Not really, any long term fixed rate loan had this priced in for months. In fact, the FNMA 30 year interest estimate is slightly lower now than when it opened, opened at 3.040% and is currently at 3.019% (sorry, no internet source available for that or I'd link it). The question this morning was if they were going to raise the rates today or next quarter and by how much, not if they were going to.

Edit: It's now moved up to 3.048%, but either way, my point is that whether you closed on a long term fixed rate loan yesterday or today doesn't really matter.


The fact that we can borrow at 3% for 30 years and we don't use this to invest in productive infrastructure assets is insane.


Who is we? The federal govt can borrow at far lower rates than 3%.


Not for 30 years. In fact, as of yesterday 12/15, the 30-year treasury rate was exactly 3.00%.

https://www.treasury.gov/resource-center/data-chart-center/i...


Great link, thank you!


We the people.

I was being a bit generous with the we bit since I am Australian, but the same thing applies to our government too. My state just sold off a hugely productive piece of infrastructure (electricity poles and wires) to pay down debt. The crazy thing is the infrastructure returned twice as much per year in dividends than the interest on the debt retired.


> Harder for me to buy a house. Bummer.

Yes and no. Yes because the monthly payment on a new mortgage for a given purchase price just went up. No because that payment went up for everyone by the same amount at the same time, so purchase prices will (theoretically) adjust downward.

Keep in mind that today's news means a bak will lend you money at 4% instead of 3.75%, so the effect is minimal.

Other factors that influence the housing market such as strength of the local economy and availability & quality of financing won't be affected unless we see substantial rise in rates.


> No because that payment went up for everyone by the same amount at the same time

The rate is more significant the more you borrow, and not everyone has to borrow the same amount to buy the same hypothetical home. Buyers who have to borrow more are less attractive to sellers, ceteris paribus, since there's a greater chance of the deal falling through.

But if we're talking about a .25% difference, it won't have a real measurable effect.


No, likely easier. Think of it this way. Borrowing money costs you more, but makes the lender more money in interest. Lenders now have more of an incentive to loan out money, because they'll actually be earning more (eventually) on it.
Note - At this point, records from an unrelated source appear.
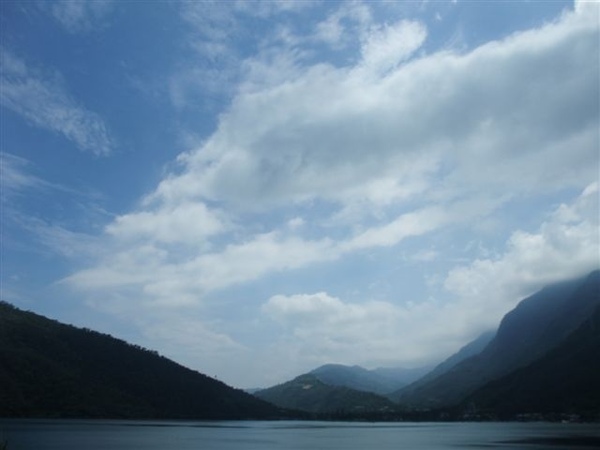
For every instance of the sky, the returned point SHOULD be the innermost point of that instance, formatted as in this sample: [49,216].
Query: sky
[257,188]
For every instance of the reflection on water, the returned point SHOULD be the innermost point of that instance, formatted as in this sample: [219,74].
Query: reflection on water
[292,435]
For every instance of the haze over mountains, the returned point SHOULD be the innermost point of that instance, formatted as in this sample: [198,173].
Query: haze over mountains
[543,359]
[546,350]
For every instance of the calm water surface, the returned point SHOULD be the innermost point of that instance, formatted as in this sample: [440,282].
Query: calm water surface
[288,435]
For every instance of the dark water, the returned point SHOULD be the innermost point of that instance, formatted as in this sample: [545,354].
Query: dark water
[129,435]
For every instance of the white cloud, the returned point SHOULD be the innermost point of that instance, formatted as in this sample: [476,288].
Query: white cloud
[188,223]
[80,16]
[42,99]
[13,175]
[311,164]
[323,328]
[565,246]
[483,119]
[385,47]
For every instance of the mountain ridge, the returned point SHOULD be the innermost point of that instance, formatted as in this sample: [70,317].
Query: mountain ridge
[526,333]
[50,369]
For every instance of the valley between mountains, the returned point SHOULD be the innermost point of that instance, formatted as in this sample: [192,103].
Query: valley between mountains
[542,362]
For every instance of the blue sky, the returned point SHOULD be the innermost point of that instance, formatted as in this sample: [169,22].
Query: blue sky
[257,188]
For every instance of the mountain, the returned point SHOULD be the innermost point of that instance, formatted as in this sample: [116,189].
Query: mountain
[49,369]
[471,349]
[537,325]
[565,380]
[379,381]
[308,393]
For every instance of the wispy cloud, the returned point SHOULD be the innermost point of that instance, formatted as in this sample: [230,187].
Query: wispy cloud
[80,16]
[313,163]
[41,97]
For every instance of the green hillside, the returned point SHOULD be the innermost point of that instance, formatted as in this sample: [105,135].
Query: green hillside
[49,369]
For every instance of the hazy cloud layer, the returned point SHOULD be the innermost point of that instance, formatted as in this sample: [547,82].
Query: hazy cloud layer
[316,164]
[41,97]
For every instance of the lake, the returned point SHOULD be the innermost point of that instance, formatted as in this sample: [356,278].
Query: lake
[292,435]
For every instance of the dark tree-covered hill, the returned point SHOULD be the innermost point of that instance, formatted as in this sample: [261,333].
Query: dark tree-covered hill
[49,369]
[565,380]
[537,325]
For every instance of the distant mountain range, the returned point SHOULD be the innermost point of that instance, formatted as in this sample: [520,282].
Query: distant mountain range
[544,357]
[379,381]
[308,393]
[537,325]
[49,369]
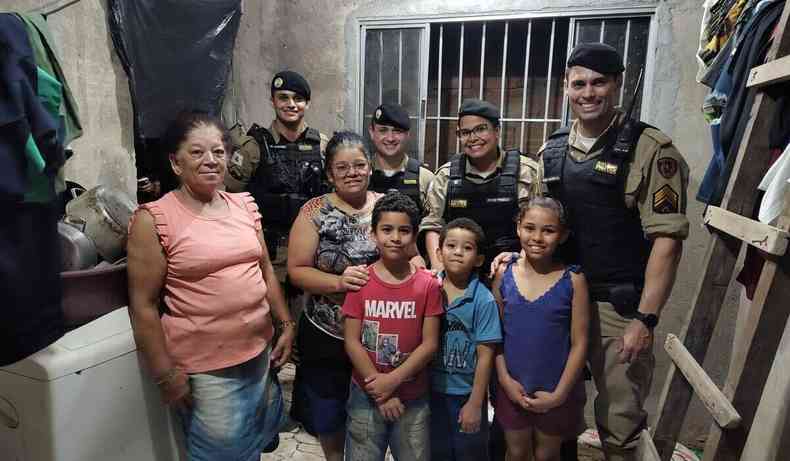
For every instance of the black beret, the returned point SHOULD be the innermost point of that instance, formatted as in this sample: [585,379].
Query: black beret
[289,80]
[480,108]
[599,57]
[392,115]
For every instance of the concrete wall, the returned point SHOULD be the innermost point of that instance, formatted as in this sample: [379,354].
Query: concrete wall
[321,39]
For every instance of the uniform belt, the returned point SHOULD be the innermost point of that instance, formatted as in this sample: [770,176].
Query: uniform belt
[624,297]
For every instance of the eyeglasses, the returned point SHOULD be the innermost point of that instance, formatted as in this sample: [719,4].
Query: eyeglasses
[218,154]
[344,169]
[479,131]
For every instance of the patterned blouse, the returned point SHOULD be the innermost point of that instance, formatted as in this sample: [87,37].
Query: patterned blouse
[343,240]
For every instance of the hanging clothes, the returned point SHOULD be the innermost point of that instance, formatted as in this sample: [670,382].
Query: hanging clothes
[749,50]
[47,59]
[31,317]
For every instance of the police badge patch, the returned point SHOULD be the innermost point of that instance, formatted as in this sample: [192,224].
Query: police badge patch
[665,200]
[667,166]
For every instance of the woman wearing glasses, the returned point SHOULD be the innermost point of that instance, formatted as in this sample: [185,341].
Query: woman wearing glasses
[328,251]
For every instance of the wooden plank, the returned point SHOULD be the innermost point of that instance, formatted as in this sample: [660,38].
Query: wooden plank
[776,71]
[717,404]
[720,259]
[767,238]
[773,413]
[646,451]
[748,372]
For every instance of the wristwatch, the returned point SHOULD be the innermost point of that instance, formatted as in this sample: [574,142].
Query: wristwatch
[650,320]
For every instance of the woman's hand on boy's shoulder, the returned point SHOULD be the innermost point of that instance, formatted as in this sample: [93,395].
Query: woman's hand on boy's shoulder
[353,278]
[500,262]
[469,418]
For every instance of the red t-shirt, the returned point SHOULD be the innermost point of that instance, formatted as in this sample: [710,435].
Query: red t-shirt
[391,316]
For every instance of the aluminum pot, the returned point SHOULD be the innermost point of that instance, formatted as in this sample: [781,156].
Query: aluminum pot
[104,214]
[77,251]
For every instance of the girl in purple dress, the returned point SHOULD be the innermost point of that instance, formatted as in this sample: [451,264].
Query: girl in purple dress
[545,313]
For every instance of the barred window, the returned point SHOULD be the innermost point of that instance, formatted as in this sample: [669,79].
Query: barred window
[518,64]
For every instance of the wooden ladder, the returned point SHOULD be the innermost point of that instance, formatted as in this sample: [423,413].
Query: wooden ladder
[744,427]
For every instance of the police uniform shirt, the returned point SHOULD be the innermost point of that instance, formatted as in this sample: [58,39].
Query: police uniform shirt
[278,138]
[656,182]
[426,175]
[245,159]
[529,185]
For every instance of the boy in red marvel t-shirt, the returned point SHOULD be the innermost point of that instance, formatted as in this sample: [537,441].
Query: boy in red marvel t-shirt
[392,332]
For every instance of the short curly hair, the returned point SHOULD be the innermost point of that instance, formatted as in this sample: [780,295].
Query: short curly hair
[396,202]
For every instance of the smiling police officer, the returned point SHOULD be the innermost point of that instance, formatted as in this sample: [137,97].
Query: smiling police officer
[483,183]
[623,184]
[290,167]
[393,169]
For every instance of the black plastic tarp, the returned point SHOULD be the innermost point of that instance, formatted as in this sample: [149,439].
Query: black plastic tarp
[177,54]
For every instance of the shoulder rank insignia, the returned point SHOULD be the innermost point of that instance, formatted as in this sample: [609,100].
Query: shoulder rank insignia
[667,166]
[665,200]
[605,167]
But if pen2l was a marginal borrower before the rate hike, this might have disqualified him (without a bigger down payment anyhow)


An oversimplification: Interest rates are going up over the long run in an effort to keep inflation from getting out of hand (very generally, asset prices go down when interest rates go up). The risk is that it will worsen unemployment before we're ready for it.


The Average Joe's home loan just got a slight bit more expensive.


Woohoo, that means that less people will be able to afford the highest prices, which means the bubbling up sales prices will go down, and those of us who have been saving up for a home will have a better shot instead of getting priced out by folks willing to take on extreme loans because of low interest rates.


However, the cost of the home in many markets will have decreased slightly as a result.


I like the post. Is always great to learn new or different ways to solve the same challenge. Great tutorial.